Einsatzkräfte der Feuerwehr neben dem Wrack eines Busses in Mestre, bei Venedig

Busunglück in Venedig "Alles deutet auf ein Unwohlsein des Fahrers hin"

Stand: 04.10.2023 20:00 Uhr

Wie es zu dem schweren Busunglück in Venedig kommen konnte, ist noch immer nicht eindeutig geklärt. Das Video einer Überwachungskamera gibt aber erste Anhaltspunkte.

Der Blick auf die Tragödie dauert 34 Sekunden. So lang ist das heute veröffentlichte Video einer Straßen-Überwachungskamera, das die Entstehung des Unglücks in Mestre zeigt. Zu sehen ist, wie der Unglücksbus mit moderater Geschwindigkeit auf der rechten Spur fährt. Für Sekunden wird er von einem Fahrzeug auf der Nebenspur verdeckt - dann ist bereits zu erkennen, wie der Bus fast wie in Zeitlupe nach rechts in die Tiefe stürzt.

Für Regionalpräsident Luca Zaia lassen die Aufnahmen bisherige Vermutungen plausibel erscheinen. "Alles deutet auf ein Unwohlsein des Fahrers hin", sagte er. "Trotzdem ist es wichtig, dass man nach wie vor den Konjunktiv verwendet."

Mindestens 21 Tote und 15 Verletzte nach schwerem Busunglück in Venedig

Anja Miller, ARD Rom, tagesschau, 04.10.2023 16:00 Uhr

Kein anderes Fahrzeug beteiligt

Die Staatsanwaltschaft treibt ihre Ermittlungen voran, auch auf der Basis der neuen Bilder. Außerdem wurde die sogenannte Blackbox des Busses sichergestellt. Auf dem heute veröffentlichten Video ist zu erkennen, dass kein anderes Fahrzeug in den Unfall verwickelt war. Und dass der Unglücksbus nicht im großen Winkel auf den Fahrbahnrand zusteuert, sondern die Leitplanke quasi mit der Seite aufzureißen scheint.

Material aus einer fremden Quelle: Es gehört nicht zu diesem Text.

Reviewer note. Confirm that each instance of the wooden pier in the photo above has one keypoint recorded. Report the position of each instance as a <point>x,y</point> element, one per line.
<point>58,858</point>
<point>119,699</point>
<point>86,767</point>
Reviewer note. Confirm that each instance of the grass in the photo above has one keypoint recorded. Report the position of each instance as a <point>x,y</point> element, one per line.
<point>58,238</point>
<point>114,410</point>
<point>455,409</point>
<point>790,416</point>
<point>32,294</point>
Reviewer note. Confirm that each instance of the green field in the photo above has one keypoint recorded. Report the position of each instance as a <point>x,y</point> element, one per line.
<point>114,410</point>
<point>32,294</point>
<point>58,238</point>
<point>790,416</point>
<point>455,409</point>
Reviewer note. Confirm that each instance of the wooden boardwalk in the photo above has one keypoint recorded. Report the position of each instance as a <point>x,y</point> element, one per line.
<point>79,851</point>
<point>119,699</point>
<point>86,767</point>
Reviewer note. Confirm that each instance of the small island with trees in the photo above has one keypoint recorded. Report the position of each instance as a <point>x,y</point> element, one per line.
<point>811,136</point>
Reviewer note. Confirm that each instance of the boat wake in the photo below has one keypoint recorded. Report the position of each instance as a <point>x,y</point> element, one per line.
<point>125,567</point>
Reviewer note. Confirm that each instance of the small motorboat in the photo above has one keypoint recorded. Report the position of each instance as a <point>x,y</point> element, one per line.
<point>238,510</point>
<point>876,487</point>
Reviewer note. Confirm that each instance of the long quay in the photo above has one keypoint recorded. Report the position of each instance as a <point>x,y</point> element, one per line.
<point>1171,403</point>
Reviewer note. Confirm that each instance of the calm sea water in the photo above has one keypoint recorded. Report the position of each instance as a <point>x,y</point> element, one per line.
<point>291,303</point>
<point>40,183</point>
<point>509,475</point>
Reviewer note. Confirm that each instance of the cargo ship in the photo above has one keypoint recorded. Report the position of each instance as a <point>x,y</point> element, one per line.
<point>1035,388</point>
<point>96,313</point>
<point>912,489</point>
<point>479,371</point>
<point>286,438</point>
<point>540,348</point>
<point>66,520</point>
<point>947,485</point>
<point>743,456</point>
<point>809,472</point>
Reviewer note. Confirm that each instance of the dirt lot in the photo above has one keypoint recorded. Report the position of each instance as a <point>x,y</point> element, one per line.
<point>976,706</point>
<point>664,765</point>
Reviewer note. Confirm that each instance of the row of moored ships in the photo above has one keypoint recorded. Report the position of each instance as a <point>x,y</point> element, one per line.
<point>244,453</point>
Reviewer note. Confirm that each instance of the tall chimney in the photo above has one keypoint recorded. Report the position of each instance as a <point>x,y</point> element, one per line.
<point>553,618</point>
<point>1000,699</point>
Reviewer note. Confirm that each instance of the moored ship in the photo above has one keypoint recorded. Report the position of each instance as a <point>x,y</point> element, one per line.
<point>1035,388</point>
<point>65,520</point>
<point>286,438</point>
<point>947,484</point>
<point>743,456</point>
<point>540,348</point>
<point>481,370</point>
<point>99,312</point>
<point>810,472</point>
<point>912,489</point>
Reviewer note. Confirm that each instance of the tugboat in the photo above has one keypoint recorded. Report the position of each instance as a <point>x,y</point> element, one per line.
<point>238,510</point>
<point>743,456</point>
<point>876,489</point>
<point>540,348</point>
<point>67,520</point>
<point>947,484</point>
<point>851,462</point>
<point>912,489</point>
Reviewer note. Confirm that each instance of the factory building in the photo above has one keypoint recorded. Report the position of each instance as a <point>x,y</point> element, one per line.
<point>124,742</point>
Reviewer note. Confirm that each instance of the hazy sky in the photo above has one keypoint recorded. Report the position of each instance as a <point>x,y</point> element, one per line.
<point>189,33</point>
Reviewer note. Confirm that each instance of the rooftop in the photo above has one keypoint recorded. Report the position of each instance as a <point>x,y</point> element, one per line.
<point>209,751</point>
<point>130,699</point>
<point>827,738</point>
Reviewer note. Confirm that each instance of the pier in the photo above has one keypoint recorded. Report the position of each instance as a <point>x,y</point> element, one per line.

Nach Angaben der italienischen Behörden sind bei dem Unglück 21 Menschen ums Leben gekommen. Sie befanden sich auf der Fahrt zurück zu ihrem Campingplatz, nach einem Tagesbesuch in Venedig. 15 Personen haben das Unglück überlebt, zum Teil schwer verletzt. Fünf bis sechs der Überlebenden schwebten noch in Lebensgefahr, teilte Zaia mit.

Auch ein deutsches Todesopfer

Der Regionalpräsident Venetiens besuchte am Nachmittag das Krankenhaus in Mestre, in dem einige der Verletzten behandelt werden. Die Bilanz des Unglücks sei erschütternd, sagte Zaia. "Unter den 15 Verletzten sind auch zwei Geschwister im Alter von drei und 13 Jahren, die im Krankenhaus von Treviso liegen. Ihre Mutter und ihr Lebensgefährte sind gestorben. Es ist eine wirkliche Tragödie."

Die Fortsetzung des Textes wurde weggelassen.